Wir versetzen uns geistig in die Zeit des Pontifikats Gregor des Großen (590-604) zurück und verfolgen zeitweilig die Entwicklung des Gregorianischen Chorals, der damals ins Leben gerufen wurde.

Es gab anfangs keinerlei musikalische Notation. Die Sänger lernten das ganze Repertoire der liturgischen Gesänge auswendig und orientierten sich an dem jeweiligen Text. Die liturgischen Gesänge wurden mündlich weitergegeben: Der Lehrer sang den Text vor und die Schüler (Scholaren) wiederholten den Gesang solange, bis der Lehrer feststellen konnte, daß der Text musikalisch (gesanglich) korrekt gesungen wurde. Damit wurde sichergestellt, daß die Schüler (Scholaren) künftig als Lehrer für kommende Generationen gut ausgebildet waren und ihrerseits die Gesänge korrekt weiterzugeben vermochten.

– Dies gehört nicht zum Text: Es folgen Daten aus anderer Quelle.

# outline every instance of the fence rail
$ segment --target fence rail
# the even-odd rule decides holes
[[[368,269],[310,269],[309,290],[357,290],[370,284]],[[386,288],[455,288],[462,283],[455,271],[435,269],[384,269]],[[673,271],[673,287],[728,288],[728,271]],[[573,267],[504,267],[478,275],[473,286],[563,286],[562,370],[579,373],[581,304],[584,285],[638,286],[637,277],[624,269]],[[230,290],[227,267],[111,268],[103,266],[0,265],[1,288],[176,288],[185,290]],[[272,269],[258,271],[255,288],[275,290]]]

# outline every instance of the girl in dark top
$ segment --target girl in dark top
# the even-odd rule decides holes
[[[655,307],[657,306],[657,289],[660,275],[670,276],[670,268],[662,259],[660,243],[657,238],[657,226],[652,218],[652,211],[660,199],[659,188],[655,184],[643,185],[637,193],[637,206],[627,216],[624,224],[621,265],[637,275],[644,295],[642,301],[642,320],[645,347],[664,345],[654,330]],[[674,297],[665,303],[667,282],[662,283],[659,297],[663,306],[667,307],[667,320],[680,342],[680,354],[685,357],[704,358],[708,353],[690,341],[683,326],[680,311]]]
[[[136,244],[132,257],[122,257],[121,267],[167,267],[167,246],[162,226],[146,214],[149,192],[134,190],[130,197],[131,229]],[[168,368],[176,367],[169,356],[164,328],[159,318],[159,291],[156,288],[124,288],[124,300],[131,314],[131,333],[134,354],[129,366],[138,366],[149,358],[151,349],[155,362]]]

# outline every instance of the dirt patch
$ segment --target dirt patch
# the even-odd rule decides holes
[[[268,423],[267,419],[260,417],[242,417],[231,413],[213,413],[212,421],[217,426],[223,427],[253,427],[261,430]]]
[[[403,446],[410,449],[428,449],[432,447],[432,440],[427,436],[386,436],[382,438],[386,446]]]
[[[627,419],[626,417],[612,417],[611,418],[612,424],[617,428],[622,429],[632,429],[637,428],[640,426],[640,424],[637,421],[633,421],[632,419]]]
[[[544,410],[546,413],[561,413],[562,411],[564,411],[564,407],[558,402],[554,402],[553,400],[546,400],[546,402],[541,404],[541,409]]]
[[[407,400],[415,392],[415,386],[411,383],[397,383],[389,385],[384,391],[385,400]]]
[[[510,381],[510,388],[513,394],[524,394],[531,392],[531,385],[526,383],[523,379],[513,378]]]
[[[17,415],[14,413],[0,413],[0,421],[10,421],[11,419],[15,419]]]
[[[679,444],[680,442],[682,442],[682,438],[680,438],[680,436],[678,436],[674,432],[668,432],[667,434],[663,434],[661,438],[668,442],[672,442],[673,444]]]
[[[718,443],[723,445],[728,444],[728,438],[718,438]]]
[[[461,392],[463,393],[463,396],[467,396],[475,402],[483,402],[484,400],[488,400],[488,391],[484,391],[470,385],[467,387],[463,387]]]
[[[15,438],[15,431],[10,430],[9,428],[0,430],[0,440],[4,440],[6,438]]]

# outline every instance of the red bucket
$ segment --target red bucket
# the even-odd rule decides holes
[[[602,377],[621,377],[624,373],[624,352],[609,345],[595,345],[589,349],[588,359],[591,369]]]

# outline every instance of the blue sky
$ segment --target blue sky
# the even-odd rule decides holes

Die erste Notation (Neumen in campo aperto) entstand um das Jahr 800 und diente als Gedächtnisstütze für die Schüler beim Erlernen des Gregorianischen Chorals. Diese Neumen konnten weder die Tonhöhe noch die Tondauer einwandfrei festschreiben. Die Gesänge mußten wie bisher mündlich weitergegeben werden. Die Neumen (einfache Striche und Bögen) wurden nach ihrer Ausrichtung benannt: Podatus (die Melodie bewegt sich nach oben), Clivis (die Melodie bewegt sich nach unten) usw. Weil die Intervalle unbekannt waren, wußte man auch nicht, ob der Podatus z. B. eine Sekunde, eine Terz, eine Quarte oder sogar eine Quinte nach oben gesungen werden muß.

Um das Jahr 1000 hat der geniale Guido von Arezzo (980-1050) die Solmisation erfunden. Aus dem Hymnus Ut queant laxis hat er die Anfangssilben der Verse als Tonnamen für die natürlichen Töne der Tonleiter benutzt: Ut (do), re, mi, fa, sol und la. Die Schüler konnten nun ohne Lehrer (im Selbstunterricht) die auf 4 Linien fixierten Gesänge erlernen. Zum Stolperstein wurde aber der 7. Ton si. Gesungen nach fa klang er nicht gut (übermäßige Quarte = Diabolus in Musica), was dazu geführt hat, daß der Ton si um einen Halbton erniedrigt werden mußte (si bemolle). In seinem Werk Micrologus schreibt Guido von Arezzo (Hauptstück VIII), wie es dazu kam, daß der Ton si zum si bemolle gemacht werden mußte: "Das runde b, welches weniger regelmäßig ist, da es das Zugefügte oder Weiche genannt wird, steht in Beziehung zu F, und wurde aus dem Grunde eingeführt, weil es zu F, das zur Quart einen Triton entfernt ist, keine Übereinstimmung gäbe."

Kommentar: Heute wissen wir, daß "das runde b" nicht "eingeführt" zu werden brauchte, da es durch seine Funktion als Subdominante des Tones F (fa) sein Dasein begründete.

Die Singmethode der Solmisation hat die Tonreihe ut (do), re, mi, fa, sol, la (Hexachordum) sowohl auf den Ton ut (do), als auch auf die Töne fa und sol übertragen:


      aa ----------------------------------------------------------   la
      g  ----------------------------------------------------------   sol
 4   f   ----------------------------------------------------------   fa
      e  ----------------------------------------------- la ---------mi
      d  ------------------------------   la -----------sol --------re
      c  -------------------------------  sol -----------fa --------ut/do (Hexachordum natu-
 3   h/b                                          fa -----------mi               rale secundum)
      a                        la -------------mi -----------re
      G                      sol ------------re ------------ut/do (Hexachordum durum secundum)
      F                       fa -------------ut/do (Hexachordum molle primum)
 2   E--- -la---------mi
      D----sol--------re
      C---- fa---------ut/do (Hexachordum naturale primum)
      B-----mi
 1   A-----re
      GG --ut/do (Hexachordum durum primum)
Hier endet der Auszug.